Generate phrases from books, in english or french.
How to use
- Scroll down,
- click on the green "Run" button,
- on the black console below, choose the language : (E)nglish or (F)rench,
- you will be given some phrases automatically generated from a book.
Default books are "Frankenstein" (Mary Shelley) for english language, and "20 000 Lieues Sous les Mers" (Jules Verne) for french language.
You don't have to read the other chapters.

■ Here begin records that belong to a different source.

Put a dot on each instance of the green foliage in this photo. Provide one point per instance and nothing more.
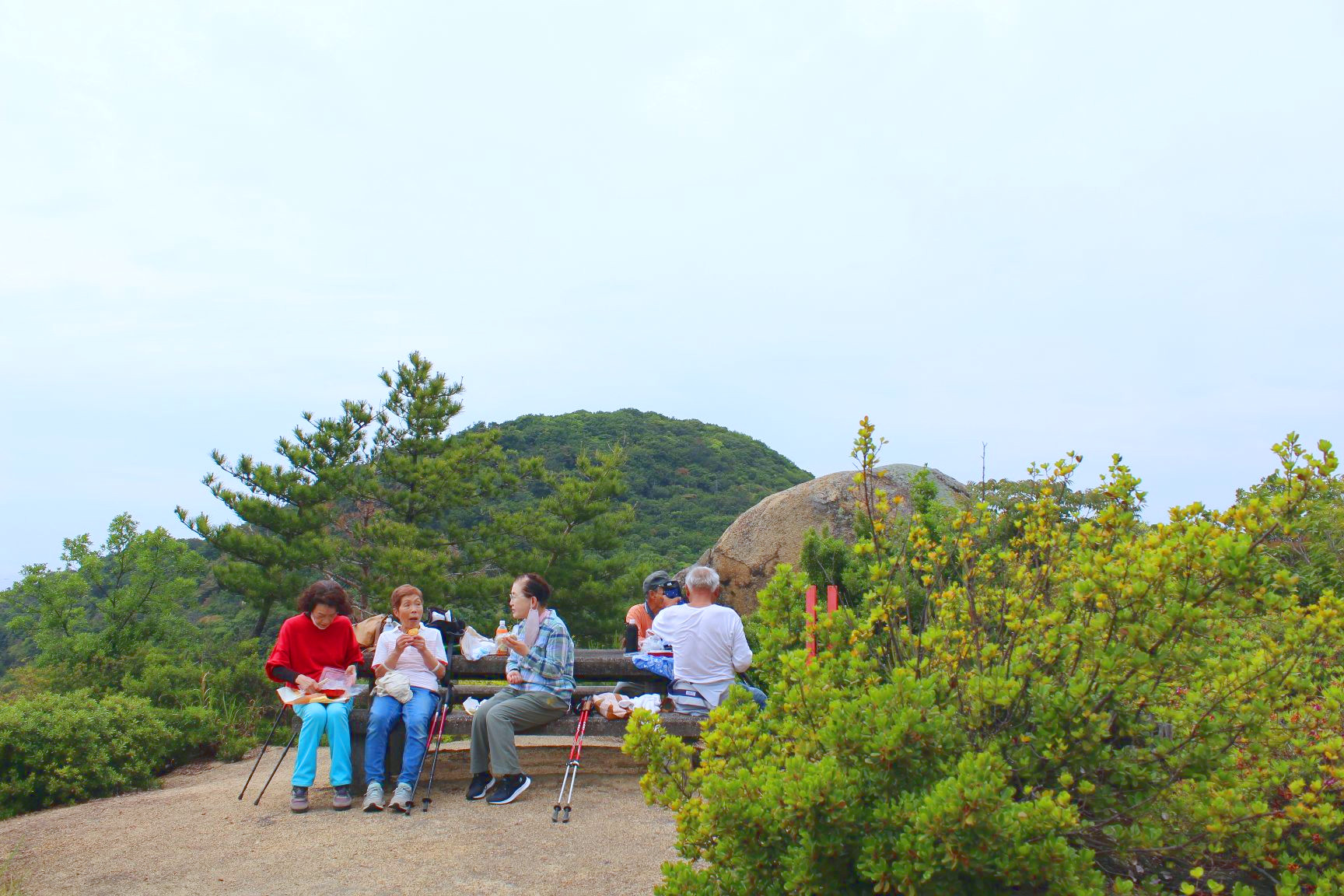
(687, 480)
(1081, 707)
(118, 683)
(286, 509)
(380, 499)
(105, 604)
(70, 747)
(1314, 548)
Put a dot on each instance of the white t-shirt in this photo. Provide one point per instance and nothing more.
(410, 664)
(709, 646)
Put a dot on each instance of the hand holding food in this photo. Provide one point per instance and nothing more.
(515, 644)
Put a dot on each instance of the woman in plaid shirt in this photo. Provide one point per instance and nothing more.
(541, 680)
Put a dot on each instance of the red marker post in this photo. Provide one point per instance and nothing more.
(810, 606)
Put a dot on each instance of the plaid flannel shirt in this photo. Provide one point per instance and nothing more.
(550, 664)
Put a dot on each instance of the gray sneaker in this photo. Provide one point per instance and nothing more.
(401, 798)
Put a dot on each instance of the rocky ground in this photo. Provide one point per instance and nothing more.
(194, 836)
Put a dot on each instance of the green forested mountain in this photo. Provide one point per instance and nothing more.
(687, 480)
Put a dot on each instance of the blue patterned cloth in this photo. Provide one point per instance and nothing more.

Just have fun with my program.
You can generate more phrases, or select another source text : "The Story of Nuclear Energy" (Isaac Asimov) for english language, "Les Trois Mousquetaires" (Alexandre Dumas) for french language. You can also select both texts of a same language, or a file you have uploaded.
How it works
The generation method uses statistic occurrences of words relatively to others. No semantic analysis, no neural network, not really machine learning. Just stats.
The phrases are (roughly) grammatically correct, but have some weird, and sometimes poetic, senses.
You may end up with phrases like this, in English :
The trees near heaven-sent, I wish that affection revive in the evidence, dear Henry and to follow me.
Were atoms if antimatter were arranged explosion was only very concentrated into energy.
The nature had been, that enemy increased with an idler, for ever heard the murderer also fission.
and in French :
La surface de latitude nord, je passerai sous nos yeux une grande dépense du fleuve de toi.
Oui, que Porthos continuait à travers la jeune homme couché sur le monde.
Que dans sa personne n’avait accompagné de plume, si effrontée interception des détritus décomposés de Lord de corail.
How to use it with your own texts
- open code in repl.it (whirling button on the right)
- fork it (button "fork", in the middle- of the )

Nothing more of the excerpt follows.